Since inception, we have always performed like one, and yet legally we weren’t, simply because there is no such legal form in Spain. A social business, we are talking about. That is to say a business, and thus economically viable and profitable, but with a clear social purpose, or in other words, endowed with a mission to generate a positive impact in/to the community and ecosystem where it operates, as well as to society and the Earth ecosystem at large.
Moreover, a social business is by design a not-for-profit entity, meaning it reinvests all the profits in the pursuit of its mission, including improving the salaries and working conditions of its employees, managers and founders, as well as its premises and means of production, but without distributing profits among its shareholders.
And most important of all, the company’s social mission and equity-driven mindset are totally consistent with our own personal values, which makes us very proud and willing to surmount any obstacle along the way.
Hence, we decided to take the final step and proactively influence Spanish legislation, setting another precedent of a pioneering organization that decides to modify its founding documents, its by-laws in particular, to incorporate such guiding principles into its governing statutes. To this end, here are the new articles we added to our by-laws, turning us effectively into a groundbreaking social business:
Article 2 – Corporate Purpose: As a social enterprise, based on the necessary economic and financial viability, the company aims to generate ecosystem resilience and community adaptation to climate change, build social and territorial equity, and promote the restoration of ecosystems and their native biodiversity; promoting Nature-Based Solutions and economic localization, with a special emphasis on rural areas; from a global and European perspective, down to the specific contexts of the Mediterranean basin, Spain, and, particularly, the unique Ribera del Duero region.
Article 10 – Non-profit nature: The company excludes the profit motive from its corporate purpose, interpreted in a subjective sense (distributing profits among the partners), not excluding the profit motive in an objective sense (obtaining profits or capital gain that are not distributed among the partners, but are destined for a common, social purpose, unrelated to the enrichment of its partners and consistent with the corporate purpose).
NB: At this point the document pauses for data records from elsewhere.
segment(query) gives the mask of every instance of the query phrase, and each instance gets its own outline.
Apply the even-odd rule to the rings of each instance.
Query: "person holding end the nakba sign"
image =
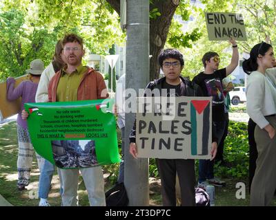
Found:
[[[233,52],[230,64],[225,68],[219,69],[220,58],[214,52],[208,52],[202,57],[204,71],[195,76],[193,82],[201,88],[204,96],[213,97],[213,123],[215,128],[215,135],[218,144],[221,140],[226,126],[224,113],[224,96],[222,80],[231,74],[239,64],[239,51],[235,39],[230,38]],[[225,186],[226,183],[214,177],[214,162],[200,160],[199,167],[199,187],[206,188],[207,180],[209,184],[217,186]]]
[[[161,96],[166,98],[170,98],[170,97],[180,98],[181,96],[203,96],[201,89],[197,85],[180,76],[181,70],[184,67],[184,60],[183,55],[178,50],[175,49],[164,50],[159,55],[158,60],[161,69],[165,74],[165,77],[148,83],[144,92],[144,96],[147,97],[146,98],[152,96],[157,98],[158,95],[157,94],[157,91],[159,92],[159,96],[160,94],[161,94]],[[165,103],[165,105],[166,104],[168,103]],[[137,114],[137,116],[139,116],[139,113],[137,113],[138,115]],[[158,117],[158,116],[157,116],[157,117]],[[138,145],[141,139],[139,138],[138,136],[140,134],[140,131],[137,131],[137,133],[136,124],[137,123],[137,124],[140,124],[140,122],[141,122],[141,120],[138,122],[138,119],[139,118],[137,118],[137,121],[135,121],[133,129],[130,135],[130,153],[135,158],[137,158],[137,156],[139,155],[138,150],[140,151],[143,148],[143,146],[140,146],[143,145],[143,144]],[[168,122],[170,122],[171,121],[168,120]],[[150,122],[146,120],[145,123],[149,124]],[[159,124],[160,124],[160,123]],[[189,125],[189,122],[187,123],[187,125]],[[184,126],[185,126],[185,125]],[[175,129],[177,129],[176,126],[177,126],[172,127],[175,127]],[[179,129],[180,126],[179,126]],[[160,129],[155,129],[153,128],[153,129],[156,131],[155,135],[152,133],[148,134],[152,139],[157,136],[157,133],[158,131],[159,132],[158,135],[159,135],[159,136],[162,135]],[[141,130],[141,126],[139,126],[139,130]],[[190,131],[190,130],[189,129],[189,131]],[[167,133],[166,135],[170,136],[169,133]],[[181,138],[184,136],[183,133],[175,135],[177,138]],[[164,134],[163,134],[163,136],[164,136]],[[168,139],[170,138],[170,137],[168,138]],[[211,156],[210,155],[209,156],[213,160],[216,155],[217,145],[215,137],[214,138],[210,139],[213,139],[213,143],[212,144],[210,144],[210,146],[212,145],[212,148],[210,150]],[[136,143],[137,143],[137,144]],[[174,151],[173,153],[176,152],[178,155],[181,155],[181,153],[178,152],[182,153],[184,151],[183,149],[179,150],[179,151],[177,151],[178,150],[174,151],[174,149],[177,148],[179,146],[179,144],[175,142],[172,142],[168,144],[172,145],[170,149],[172,148],[172,151]],[[152,149],[152,146],[154,146],[154,144],[152,145],[152,144],[151,146],[150,144],[146,144],[145,145],[146,145],[145,148],[149,148],[150,150]],[[185,147],[186,146],[182,144],[182,146]],[[159,147],[157,147],[157,150],[159,150]],[[164,151],[168,151],[167,149],[164,147]],[[172,152],[170,151],[170,153]],[[154,156],[155,155],[152,156],[152,157],[155,157]],[[155,157],[155,158],[157,157]],[[156,159],[158,172],[161,177],[163,205],[168,206],[176,206],[175,183],[176,175],[177,174],[181,188],[181,206],[195,206],[195,185],[196,182],[195,160],[165,158],[168,157],[160,157]],[[184,158],[184,157],[174,158]]]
Article 11 – Reinvestment of profits: The General Meeting will decide on the allocation of profits in accordance with the company’s lack of subjective profit motive. Such that, once the legal and statutory reserves have been covered, profits must always be reinvested in the corporate purpose, and their distribution or sharing among the shareholders is not possible. This reinvestment of profits will apply, among others, to the following chapters, which are detailed here for illustrative purposes:
a) The improvement of the working conditions of the company’s employees.
b) The improvement of work facilities and resources.
c) The improvement of the services provided by the company in furtherance of its corporate purpose.
d) All those that may be decided in the future by the General Meeting in accordance with the advancement of knowledge and science, and the state of their application to areas of social interest.
Article 12 – Dissolution and liquidation: In the event of dissolution and liquidation of the company, the assets resulting from the liquidation may not be distributed among the partners, but shall be allocated exclusively to non-profit entities or foundations designated by the partners, following criteria of affinity with the corporate purpose of the company to be dissolved.